You say ‘their own ways’. How will their scores match?

That’s smart of you as ever, Matt. Their scores may vary. But they will not vary greatly. 

Can I ask the invisible man to show me my credit report and credit score?

Good question, Pete. You can. The four eyes I mentioned a while ago have their own offices and websites. If you contact any of them, they will send you your credit report for free. But you cannot get it more than once within a twelve months time. But they will not give you the credit score for free. You have to pay bills for it.

Go get your notes Pete and Mark and write down their website addresses.

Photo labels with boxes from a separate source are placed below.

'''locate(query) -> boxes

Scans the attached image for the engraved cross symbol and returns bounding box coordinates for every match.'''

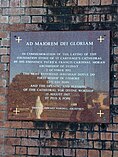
[16,37,22,43]
[97,36,104,43]
[97,110,104,117]
[13,107,20,115]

Grandpa, you did not tell us about good or bad scores.

Oh, I just forgot. FICO, Transinion and Equifax use a range of numbers to give scores. Equifax’s range starts at 280 and ends at 850. FICO and Trnasunion’s scores range from 300 to 850. And yes, Experian’s range is between 330 to 830. Now the higher your range, the better your prospects for getting loans. 

How do I understand what is a good score and what is bad one?

Hmm! Generally a score up 720 is excellent. Just like A+ in your school grade. A score between 680 and 719 is good. And if it stands between 679 and 620 it is average. If you are below any of these ranges you are poor. 

Mark and Pete, I am finished. What do we learn from today’s story?

We must try to make excellent credit scores. (Mark and Pete simultaneously.)

Me — and for that, we have to pay back our loans in time! We shall never borrow more than we can repay.